Beyond updating to patched versions, security experts recommend several practical steps to reduce risk when working with AI coding agents:

  • Run with Limited Access: Execute the AI agent with restricted file access, or inside a sandbox or container that isolates it from sensitive system files and prevents writes outside the project directory
  • Review Repositories Before Setup: Manually examine the project's README file and any hidden configuration files to spot suspicious instructions before letting an AI agent "set up" a repository
  • Check File Timestamps After Work: After working in an unfamiliar repository, use commands like "ls -la ~/.zshrc ~/.ssh/authorized_keys" to check whether timestamps changed on sensitive files that sit outside the project folder and will not show up in git status

The files that attackers typically target are your shell startup file, your SSH keys, and your AI tool's own configuration. These sit outside the project folder and are invisible to standard git commands, making them easy targets for symlink attacks.

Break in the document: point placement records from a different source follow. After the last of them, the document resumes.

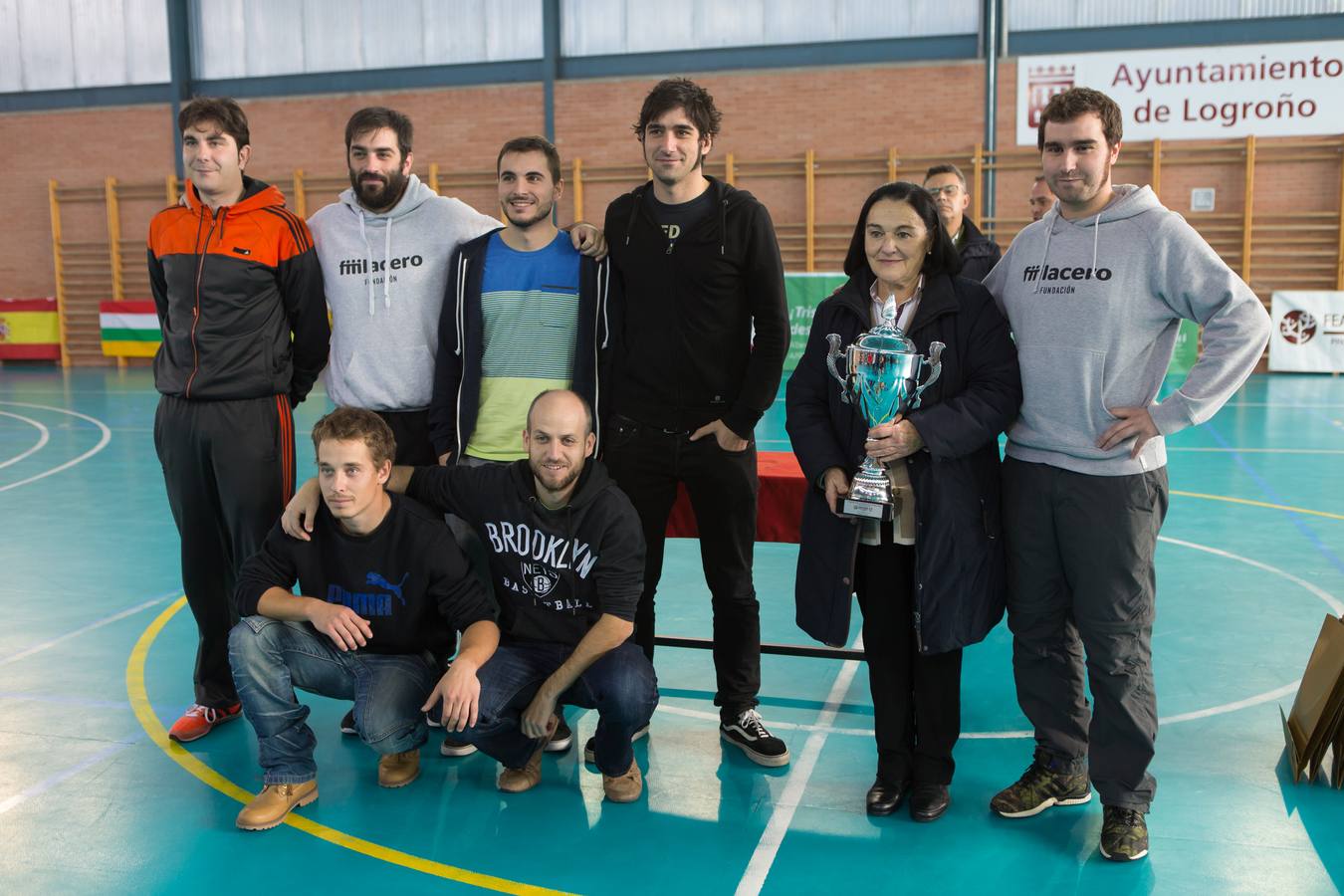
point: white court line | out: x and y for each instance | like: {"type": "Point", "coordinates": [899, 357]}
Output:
{"type": "Point", "coordinates": [1235, 450]}
{"type": "Point", "coordinates": [61, 777]}
{"type": "Point", "coordinates": [782, 815]}
{"type": "Point", "coordinates": [43, 437]}
{"type": "Point", "coordinates": [101, 445]}
{"type": "Point", "coordinates": [99, 623]}
{"type": "Point", "coordinates": [825, 727]}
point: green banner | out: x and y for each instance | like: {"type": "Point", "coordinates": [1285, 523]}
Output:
{"type": "Point", "coordinates": [803, 292]}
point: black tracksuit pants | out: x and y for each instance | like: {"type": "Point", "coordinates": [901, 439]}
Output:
{"type": "Point", "coordinates": [647, 464]}
{"type": "Point", "coordinates": [229, 468]}
{"type": "Point", "coordinates": [1082, 591]}
{"type": "Point", "coordinates": [916, 697]}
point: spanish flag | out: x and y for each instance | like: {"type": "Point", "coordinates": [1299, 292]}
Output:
{"type": "Point", "coordinates": [30, 330]}
{"type": "Point", "coordinates": [129, 330]}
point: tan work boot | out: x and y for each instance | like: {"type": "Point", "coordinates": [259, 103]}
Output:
{"type": "Point", "coordinates": [275, 800]}
{"type": "Point", "coordinates": [624, 788]}
{"type": "Point", "coordinates": [398, 769]}
{"type": "Point", "coordinates": [515, 781]}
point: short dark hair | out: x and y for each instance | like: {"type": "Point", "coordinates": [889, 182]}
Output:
{"type": "Point", "coordinates": [587, 408]}
{"type": "Point", "coordinates": [357, 425]}
{"type": "Point", "coordinates": [222, 112]}
{"type": "Point", "coordinates": [680, 93]}
{"type": "Point", "coordinates": [533, 144]}
{"type": "Point", "coordinates": [1077, 103]}
{"type": "Point", "coordinates": [943, 256]}
{"type": "Point", "coordinates": [947, 168]}
{"type": "Point", "coordinates": [376, 118]}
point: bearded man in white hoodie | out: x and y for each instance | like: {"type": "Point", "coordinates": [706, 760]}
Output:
{"type": "Point", "coordinates": [384, 253]}
{"type": "Point", "coordinates": [1095, 292]}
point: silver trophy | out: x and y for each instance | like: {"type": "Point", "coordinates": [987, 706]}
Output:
{"type": "Point", "coordinates": [882, 375]}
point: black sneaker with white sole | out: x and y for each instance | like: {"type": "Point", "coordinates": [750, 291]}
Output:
{"type": "Point", "coordinates": [590, 755]}
{"type": "Point", "coordinates": [749, 734]}
{"type": "Point", "coordinates": [560, 739]}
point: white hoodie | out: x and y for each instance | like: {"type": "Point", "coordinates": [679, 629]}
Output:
{"type": "Point", "coordinates": [386, 276]}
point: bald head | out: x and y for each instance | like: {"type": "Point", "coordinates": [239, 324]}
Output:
{"type": "Point", "coordinates": [558, 438]}
{"type": "Point", "coordinates": [560, 402]}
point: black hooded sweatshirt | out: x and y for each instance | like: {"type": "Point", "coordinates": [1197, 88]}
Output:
{"type": "Point", "coordinates": [556, 572]}
{"type": "Point", "coordinates": [683, 316]}
{"type": "Point", "coordinates": [407, 576]}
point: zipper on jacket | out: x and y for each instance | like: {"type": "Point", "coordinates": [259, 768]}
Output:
{"type": "Point", "coordinates": [195, 311]}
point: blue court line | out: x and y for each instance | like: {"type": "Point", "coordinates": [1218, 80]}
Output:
{"type": "Point", "coordinates": [65, 774]}
{"type": "Point", "coordinates": [61, 700]}
{"type": "Point", "coordinates": [1270, 493]}
{"type": "Point", "coordinates": [97, 623]}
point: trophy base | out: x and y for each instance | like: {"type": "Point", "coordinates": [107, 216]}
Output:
{"type": "Point", "coordinates": [867, 510]}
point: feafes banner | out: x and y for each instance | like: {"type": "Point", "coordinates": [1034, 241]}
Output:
{"type": "Point", "coordinates": [1308, 334]}
{"type": "Point", "coordinates": [1198, 93]}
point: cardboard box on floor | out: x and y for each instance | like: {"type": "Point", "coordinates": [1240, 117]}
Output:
{"type": "Point", "coordinates": [1317, 714]}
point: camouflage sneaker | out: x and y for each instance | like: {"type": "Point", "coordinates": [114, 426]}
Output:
{"type": "Point", "coordinates": [1039, 788]}
{"type": "Point", "coordinates": [1124, 834]}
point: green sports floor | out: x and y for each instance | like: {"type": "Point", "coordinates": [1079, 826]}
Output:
{"type": "Point", "coordinates": [96, 654]}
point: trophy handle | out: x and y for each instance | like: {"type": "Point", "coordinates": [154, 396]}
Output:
{"type": "Point", "coordinates": [934, 362]}
{"type": "Point", "coordinates": [830, 364]}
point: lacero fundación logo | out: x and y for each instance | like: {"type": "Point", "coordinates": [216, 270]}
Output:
{"type": "Point", "coordinates": [1297, 327]}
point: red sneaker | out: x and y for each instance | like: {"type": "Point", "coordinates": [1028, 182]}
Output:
{"type": "Point", "coordinates": [199, 720]}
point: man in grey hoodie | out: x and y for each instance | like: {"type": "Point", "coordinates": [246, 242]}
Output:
{"type": "Point", "coordinates": [1095, 292]}
{"type": "Point", "coordinates": [384, 250]}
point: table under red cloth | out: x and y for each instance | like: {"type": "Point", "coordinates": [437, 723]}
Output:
{"type": "Point", "coordinates": [779, 504]}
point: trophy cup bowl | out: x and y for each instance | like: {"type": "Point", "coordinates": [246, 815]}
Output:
{"type": "Point", "coordinates": [882, 375]}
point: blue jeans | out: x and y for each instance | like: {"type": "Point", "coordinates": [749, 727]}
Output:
{"type": "Point", "coordinates": [272, 658]}
{"type": "Point", "coordinates": [621, 687]}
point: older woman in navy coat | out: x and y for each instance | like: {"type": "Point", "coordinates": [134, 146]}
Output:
{"type": "Point", "coordinates": [932, 580]}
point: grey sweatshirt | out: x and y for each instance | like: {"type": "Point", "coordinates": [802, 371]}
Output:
{"type": "Point", "coordinates": [1095, 305]}
{"type": "Point", "coordinates": [384, 277]}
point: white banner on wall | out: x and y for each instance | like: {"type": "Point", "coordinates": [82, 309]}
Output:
{"type": "Point", "coordinates": [1198, 93]}
{"type": "Point", "coordinates": [1308, 334]}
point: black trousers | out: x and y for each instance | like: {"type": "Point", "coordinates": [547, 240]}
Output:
{"type": "Point", "coordinates": [1082, 592]}
{"type": "Point", "coordinates": [229, 468]}
{"type": "Point", "coordinates": [916, 697]}
{"type": "Point", "coordinates": [410, 429]}
{"type": "Point", "coordinates": [648, 464]}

Why Is This a Broader Problem for AI Coding Agents?

The GhostApproval pattern reveals a fundamental design weakness shared across multiple AI coding tools. These agents follow a symlink using ordinary file operations, then ask for approval based on the path they were handed, not the path the write actually lands on. This is not a one-vendor mistake but a systemic issue in how AI agents interact with the file system.

In May 2026, a separate team at Adversa AI published research on SymJack, which described the same symlink-and-approval pattern affecting six coding agents, including Claude Code, Cursor, GitHub Copilot, and Grok Build. Two independent research teams finding the same vulnerability points to a shared architectural problem rather than isolated oversights.

The broader context makes this even more urgent. Repositories carrying files that steer AI agents into unsafe behavior are already showing up in the wild. In June 2026, the Miasma worm planted AI-agent configuration files in a Microsoft Azure repository so its payload ran the moment a developer opened the project in Claude Code, Cursor, or Gemini. GitHub disabled 73 affected Microsoft repositories in response.

What Do Security Experts Recommend for Tool Makers?

Wiz's advice to developers of AI coding tools is straightforward: resolve the symlink and show the real destination before asking for approval, flag any write that lands outside the project folder, and never touch the disk until the user has actually approved the action. These steps would close the gap between what the approval dialog shows and what actually happens on disk.

The fundamental issue is that "human in the loop" only protects developers if the loop tells the truth. As AI coding assistants gain more freedom to read and write files on their own, an approval box that names the wrong destination becomes a liability rather than a safeguard. Treating a deceptive repository as purely the user's problem puts the weight on the person least able to see the swap happening.